Looks great as usual. You can't hide talent

Do you have any idea where that "glass" came from?

Robert


----------



## Queegua (May 6, 2008)

Great Job Nic !... awesome pics as well!


----------



## Handgunner (May 6, 2008)

Bruz said:


> Looks great as usual. You can't hide talent
> 
> Do you have any idea where that "glass" came from?
> 
> Robert


No I don't to be honest with ya.  It's told that my uncle Doyle found it in a cave, but we're not sure.

It's odd in a way, that one one side it has crystal-like stuff on it...


----------



## FX Jenkins (May 6, 2008)

purdy......the arrowhead..not Nic..


----------



## Handgunner (May 6, 2008)

FX Jenkins said:


> purdy......the arrowhead..not Nic..


 

I would have taken more pictures... but...


----------



## Bruz (May 6, 2008)

Handgunner said:


> No I don't to be honest with ya.  It's told that my uncle Doyle found it in a cave, but we're not sure.
> 
> It's odd in a way, that one one side it has crystal-like stuff on it...



Delton,

It looks like Sea Glass to me but it's BIG for that. The color is almost identical to old Coca Cola glass.

Robert


----------



## Jake Allen (May 6, 2008)

Nice job Nic. You are a talented fellar for sure!
j


----------



## coolbreezeroho (May 6, 2008)

Where's mine at.........?   Beautiful work !!!


----------



## Gadget (May 6, 2008)

nice work nic


----------



## Nugefan (May 6, 2008)

FX Jenkins said:


> purdy......the arrowhead..not Nic..




   ....

purty rock into point .....


----------



## Nicodemus (May 6, 2008)

FX Jenkins said:


> purdy......the arrowhead..not Nic..



 Thanks, I think!!


----------



## miller (May 7, 2008)

Whatever it is, it looks like the flakes might be sharp! 

Nice knapping nic.


----------



## Handgunner (May 7, 2008)

Bruz said:


> Delton,
> 
> It looks like Sea Glass to me but it's BIG for that. The color is almost identical to old Coca Cola glass.
> 
> Robert


It's really green... almost emerald green in the whole stone...

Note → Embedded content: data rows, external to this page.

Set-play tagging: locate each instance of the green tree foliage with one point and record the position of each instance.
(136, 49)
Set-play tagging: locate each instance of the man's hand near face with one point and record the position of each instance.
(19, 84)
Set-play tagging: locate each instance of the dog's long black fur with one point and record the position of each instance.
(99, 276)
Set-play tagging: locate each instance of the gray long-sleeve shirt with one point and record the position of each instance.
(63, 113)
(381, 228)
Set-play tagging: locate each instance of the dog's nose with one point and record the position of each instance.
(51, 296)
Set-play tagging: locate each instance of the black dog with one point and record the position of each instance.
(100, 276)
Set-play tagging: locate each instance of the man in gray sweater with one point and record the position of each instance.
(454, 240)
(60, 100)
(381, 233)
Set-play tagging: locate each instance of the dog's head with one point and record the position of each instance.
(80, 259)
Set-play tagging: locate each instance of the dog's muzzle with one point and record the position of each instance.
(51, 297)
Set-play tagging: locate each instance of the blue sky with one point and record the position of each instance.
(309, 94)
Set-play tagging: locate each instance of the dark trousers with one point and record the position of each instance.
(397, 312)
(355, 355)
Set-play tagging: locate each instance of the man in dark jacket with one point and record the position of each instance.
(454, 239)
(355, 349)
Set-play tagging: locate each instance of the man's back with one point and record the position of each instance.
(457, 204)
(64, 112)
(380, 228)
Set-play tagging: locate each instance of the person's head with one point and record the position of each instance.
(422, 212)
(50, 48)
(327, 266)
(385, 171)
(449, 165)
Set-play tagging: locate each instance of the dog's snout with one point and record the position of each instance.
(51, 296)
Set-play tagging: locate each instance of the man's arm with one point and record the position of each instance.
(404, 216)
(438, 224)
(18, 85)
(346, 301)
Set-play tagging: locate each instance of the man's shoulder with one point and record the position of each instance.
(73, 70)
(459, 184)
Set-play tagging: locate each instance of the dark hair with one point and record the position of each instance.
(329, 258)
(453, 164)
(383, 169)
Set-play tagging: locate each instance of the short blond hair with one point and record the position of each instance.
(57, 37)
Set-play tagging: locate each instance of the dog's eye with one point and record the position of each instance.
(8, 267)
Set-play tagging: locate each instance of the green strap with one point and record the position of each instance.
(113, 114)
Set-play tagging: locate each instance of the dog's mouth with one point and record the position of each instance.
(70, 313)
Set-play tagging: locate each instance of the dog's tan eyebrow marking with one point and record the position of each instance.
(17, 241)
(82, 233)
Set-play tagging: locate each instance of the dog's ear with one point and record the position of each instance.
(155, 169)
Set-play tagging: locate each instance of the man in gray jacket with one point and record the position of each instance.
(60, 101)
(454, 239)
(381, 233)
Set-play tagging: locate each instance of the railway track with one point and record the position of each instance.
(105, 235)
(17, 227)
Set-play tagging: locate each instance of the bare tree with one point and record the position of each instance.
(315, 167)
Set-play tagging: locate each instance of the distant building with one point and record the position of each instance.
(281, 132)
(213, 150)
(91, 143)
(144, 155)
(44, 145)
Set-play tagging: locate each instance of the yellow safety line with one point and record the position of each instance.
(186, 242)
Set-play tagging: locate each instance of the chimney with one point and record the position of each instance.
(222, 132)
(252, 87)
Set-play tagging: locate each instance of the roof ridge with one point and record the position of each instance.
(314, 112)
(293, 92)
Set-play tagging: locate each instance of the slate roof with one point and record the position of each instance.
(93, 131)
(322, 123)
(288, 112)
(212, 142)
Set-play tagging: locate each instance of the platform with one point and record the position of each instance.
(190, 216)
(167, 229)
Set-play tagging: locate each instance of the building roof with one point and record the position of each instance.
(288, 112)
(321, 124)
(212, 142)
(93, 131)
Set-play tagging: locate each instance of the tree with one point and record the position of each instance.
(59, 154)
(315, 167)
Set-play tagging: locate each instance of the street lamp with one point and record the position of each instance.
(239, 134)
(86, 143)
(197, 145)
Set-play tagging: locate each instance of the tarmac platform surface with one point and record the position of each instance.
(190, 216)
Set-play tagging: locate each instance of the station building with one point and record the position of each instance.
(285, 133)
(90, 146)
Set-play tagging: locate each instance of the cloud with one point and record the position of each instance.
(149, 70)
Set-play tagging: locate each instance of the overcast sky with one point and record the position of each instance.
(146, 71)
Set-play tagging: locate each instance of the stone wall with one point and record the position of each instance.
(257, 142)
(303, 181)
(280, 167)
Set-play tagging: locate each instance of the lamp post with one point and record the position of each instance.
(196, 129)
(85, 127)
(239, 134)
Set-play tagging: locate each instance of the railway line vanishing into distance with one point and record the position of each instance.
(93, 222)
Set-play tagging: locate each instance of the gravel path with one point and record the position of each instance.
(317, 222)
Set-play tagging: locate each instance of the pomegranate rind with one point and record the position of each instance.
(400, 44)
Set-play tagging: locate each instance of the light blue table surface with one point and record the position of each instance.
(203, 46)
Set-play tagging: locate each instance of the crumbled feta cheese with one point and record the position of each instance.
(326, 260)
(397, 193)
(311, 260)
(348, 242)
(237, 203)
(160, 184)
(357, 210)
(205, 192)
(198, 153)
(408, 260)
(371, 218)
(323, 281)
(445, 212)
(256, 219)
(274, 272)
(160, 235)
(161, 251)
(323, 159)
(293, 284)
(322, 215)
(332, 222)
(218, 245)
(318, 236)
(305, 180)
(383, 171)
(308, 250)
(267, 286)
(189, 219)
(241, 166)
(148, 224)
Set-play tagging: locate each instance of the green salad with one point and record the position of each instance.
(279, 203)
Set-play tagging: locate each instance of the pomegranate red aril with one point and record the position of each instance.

What exactly is "Sea Glass"?  I can't say I've heard of it...


----------



## marknga (May 7, 2008)

Kryptonite


Seriously that is a really pretty point.


----------



## schleylures (May 7, 2008)

looks reallyyyyyyyyyyy nice


----------



## BgDadyBeardBustr (May 7, 2008)

That is a sweet looking point. I would have loved to have been there to have seen Nic do that. I did not get to see him Napping at the get together. Beautiful work that Man can do. Tim


----------



## Nicodemus (May 8, 2008)

If that stuff is Kryptonite, I`d love to have a couple of tons of it!


----------



## schleylures (May 8, 2008)

i bet i could break one into three or four pieces


----------



## Fireaway (May 14, 2008)

Seeing that makes me want to learn how to knap points


----------



## SGADawg (May 14, 2008)

Brilliant green, crystal stuff on one side, found in a cave...

It's an emerald, probably worth several million bucks being that big and perfect.











Wait, Nic flaked some off one side.  That does it, worthless now.

Beautiful point.  Lot's of talent on display there for sure.


----------



## deerstand (May 30, 2008)

those are some purty unique knapping tools there.   a saw, a torch, and some mineral spirits   LOL


----------



## deerstand (May 30, 2008)

when i go to Cherokee . i go thru some towns that have tons of colored glass chunks at stands on the side of the road. every color imaginable. usually close to gold-gem panning stands


----------



## schleylures (May 31, 2008)

Ha guy's I am wondering what else went on? Deerstand brought to my attention the torch,meat saws, aceton, 
 Come on guys show all the pictures not just that pretty head.


----------



## DAWGsfan2 (May 31, 2008)

i got one that's close. except mine is dark brown hand made from an i.b.c. rootbeer bottle. thanks to the one and only nugefan.thanks again my brother


----------



## Public Land Prowler (May 31, 2008)

Very nice!How did he get the chunk out of it?


----------



## deerbuster (Jun 13, 2008)

Nice work Nic!!


----------



## Handgunner (Jun 14, 2008)

Public Land Prowler said:


> Very nice!How did he get the chunk out of it?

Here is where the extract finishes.